Name: Type; Storeys; Completion
Hong Ching House: 康晴樓; Non-standard block (Y-shaped); 39; 2013
Lok Ching House: 樂晴樓; 40
Yan Ching House: 欣晴樓
Sheung Ching House: 賞晴樓; Non-standard block (cross-shaped)
Mun Ching House: 滿晴樓
Yuet Ching House: 悅晴樓; 35

==Demographics==
According to the 2016 by-census, Kai Ching Estate had a population of 11,881. The median age was 44.3 and the majority of residents (98.5 per cent) were of Chinese ethnicity. The average household comprised 2.3 persons. The median monthly household income of all households (i.e. including both economically active and inactive households) was .

==Education==
Kai Ching Estate is in Primary One Admission (POA) School Net 34. Within the school net are multiple aided schools (operated independently but funded with government money) and two government schools: Farm Road Government Primary School and Ma Tau Chung Government Primary School.

== Incidents ==
=== 2014 shooting ===
The estate dominated television news for some days in early June 2014 after resident Li Tak-yan shot and killed Liu Kai-chung, another resident of Lok Ching House. The murder sparked a 12-hour standoff with police as Li hid in his flat on the 10th storey. Amid exchanges of gunfire, police fired tear gas and stun grenades into the flat. The gunman shot and killed himself. Li, a mainland Chinese immigrant and father of actress Liddy Li, had previously been jailed for attacking a neighbour with a chopper and hammer. Media reported that Li had other guns and ammunition at home.

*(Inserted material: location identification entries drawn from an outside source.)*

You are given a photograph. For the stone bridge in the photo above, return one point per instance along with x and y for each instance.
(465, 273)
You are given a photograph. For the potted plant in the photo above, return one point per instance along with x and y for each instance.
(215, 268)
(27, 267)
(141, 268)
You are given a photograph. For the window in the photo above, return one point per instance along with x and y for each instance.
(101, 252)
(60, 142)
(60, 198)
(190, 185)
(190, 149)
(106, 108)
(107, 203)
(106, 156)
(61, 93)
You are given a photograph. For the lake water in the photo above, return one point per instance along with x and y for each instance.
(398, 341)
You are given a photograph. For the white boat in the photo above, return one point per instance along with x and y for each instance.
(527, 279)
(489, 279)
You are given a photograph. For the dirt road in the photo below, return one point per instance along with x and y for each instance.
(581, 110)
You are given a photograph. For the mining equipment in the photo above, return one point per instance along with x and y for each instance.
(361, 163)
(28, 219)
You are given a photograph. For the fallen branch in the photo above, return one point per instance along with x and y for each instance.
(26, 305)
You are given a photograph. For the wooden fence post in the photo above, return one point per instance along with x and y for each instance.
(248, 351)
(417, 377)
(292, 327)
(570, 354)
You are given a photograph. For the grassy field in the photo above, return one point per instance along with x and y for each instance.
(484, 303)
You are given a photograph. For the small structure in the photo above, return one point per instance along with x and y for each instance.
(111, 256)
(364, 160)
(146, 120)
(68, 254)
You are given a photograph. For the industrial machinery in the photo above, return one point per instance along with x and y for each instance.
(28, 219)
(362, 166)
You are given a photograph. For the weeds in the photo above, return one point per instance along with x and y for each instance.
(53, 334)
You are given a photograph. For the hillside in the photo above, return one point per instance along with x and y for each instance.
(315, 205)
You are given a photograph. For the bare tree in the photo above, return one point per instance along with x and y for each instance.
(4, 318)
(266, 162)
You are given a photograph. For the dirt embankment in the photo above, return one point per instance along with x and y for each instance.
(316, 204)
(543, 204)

=== 2015 Contamination of drinking water ===

In 2015, water samples from Kai Ching Estate were found to be contaminated with lead, sparking a citywide scandal and the discovery of contaminated drinking water at many other buildings. Pipe soldering samples taken from Kai Ching Estate contained 50 per cent lead.

=== 2015 Legionellosis case ===
The government announced on 13 July 2015 that a man suffering from a chronic illness had been admitted to intensive care on 28 May. The water supply at the home of the 72-year-old resident of Mun Ching House had tested positive for Legionella bacteria. The news created fear and uncertainty among residents, who complained that authorities delayed the announcement despite learning of the case in May. The government's lack of transparency was criticised by pro-establishment and pro-democracy politicians alike.